Wednesday, October 29, 2008

Canada - My Second Home

My wife Cecile and I recently took our Canadian citizenship, and I thought I should share with you a part of this country we have adopted as home.

Here are some things about this beautiful country - Canada:

Canadian Geography
3.9 million - Canada's total area, in square miles (10 million sq km). That makes it just about one Florida bigger than the United States. It also makes it the second largest country in the world. Only Russia spans more land than Canada.

1 - Number of countries that border Canada. It's just the United States. In fact, Canada and the United States share the longest international border in the world. Including the frontier between Canada and Alaska, it's more than 5,500 miles (8,800 km) long.

3 - Number of oceans that border Canada. Canada may only border one country, but it touches three oceans: the Atlantic, the Pacific, and the Arctic. The Canadian arctic archipelago, composed of more than 36,500 islands north of mainland Canada, extends deep into the Arctic Circle.

Canadian Demography

33 million - Canada's total population. There are about the same number of people living in Afghanistan, and more than 3 million more living in California. Canada may have lots of land, but it does not have lots of people. With only about a tenth of the population of the United States, Canada is one of the least densely populated countries in the world.

90 - Percentage of the population that lives within 100 miles (160 km) of the United States. There, the weather is more temperate and the winters less harsh. Permafrost in the "Great White North" makes living there a challenge.

70 - Percentage of the population that lives in eastern Canada, especially in the provinces of Ontario and Quebec. Together, those two big eastern provinces get to elect 181 out of Canada's 308 members of parliament.

Canadian Confederation

10 - Number of provinces in the Canadian confederation. In Canada's federal system of government, the 10 provinces have more power than U.S. states. Canadians often group the provinces this way. In the east, on the Atlantic coast, lie the province of Newfoundland and Labrador and the 3 "maritime" provinces: Nova Scotia, New Brunswick, and Prince Edward Island. Down the St. Lawrence Seaway lie French-speaking Quebec and populous Ontario. Inland are the "prairie" provinces: Manitoba, Saskatchewan, and Alberta. And in the west, on the Pacific coast, lies British Columbia.
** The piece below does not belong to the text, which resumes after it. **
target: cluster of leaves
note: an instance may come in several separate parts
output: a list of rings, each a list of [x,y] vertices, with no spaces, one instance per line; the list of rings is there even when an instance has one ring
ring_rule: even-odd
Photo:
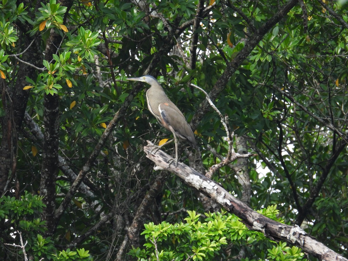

3 - Number of Canadian territories. Canada's territories--the Yukon Territory, the Northwest Territories, and Nunavut--have fewer powers than the provinces. They're also all north of the 60th parallel and largely covered by arctic permafrost and ice. The territory of Nunavut was created most recently, in 1999, as a homeland for the Inuit peoples. Nunavut means "our land" in the language of the Inuit.


Ed Benjamin said...

Congratulations for becoming Canadian citizens, Ernie and Cecile. Will it be easier to cross the US border now, neighbors? You guys look great! Thanks for some bits and pieces of good info about our neighbor country.
Don't forget to give us a buzz if you ever decide to visit New York City, we're just across the river.

Ed and Annie

Pilar Villegas Cuevas said...

To Ernie and Cecile, congrats. Now you can easily visit your niece here in Baltimore. Just give me a call when and we will schedule a mini reunion with Mike, Manny, Eddie and Annie and the rest who wants to come. Nelia and Editha might come as what they did in 2004. Did you cry as I cried during my oath taking in 2000.

ErnestoDR said...

Thanks Ed,Annie, & Pilar!
Yeah, it is much easier to cross the border now. When we were holders of Filipino passports, before we cross the border, we had to secure a US Visa which became a very tedious process. One has to produce so many documents and wait three (3) months just to get an interview. I guess the state security bruhaha is the reult of 911.
Anyway, when I do cross the border, I sure will give you a shout when I get to striking distance.

ErnestoDR said...

To answer your question, during our oath-taking ceremony, I did not not get that strong emotional feeling of becoming a Canadian. I guess I left my heart in PI. I still nurture that patriotic feeling of doing something worthwhile for our beloved native land! I cry for the Philippines!

Pilar Villegas Cuevas said...

Ernie, I did not cry for happiness for being a U.S. citizen. I cried because in my heart I am still a Pilipino and like you I love my native land. In fact when I first came back to the Philippines and saw our kababayan in the airport I cried because I really felt my love to my county.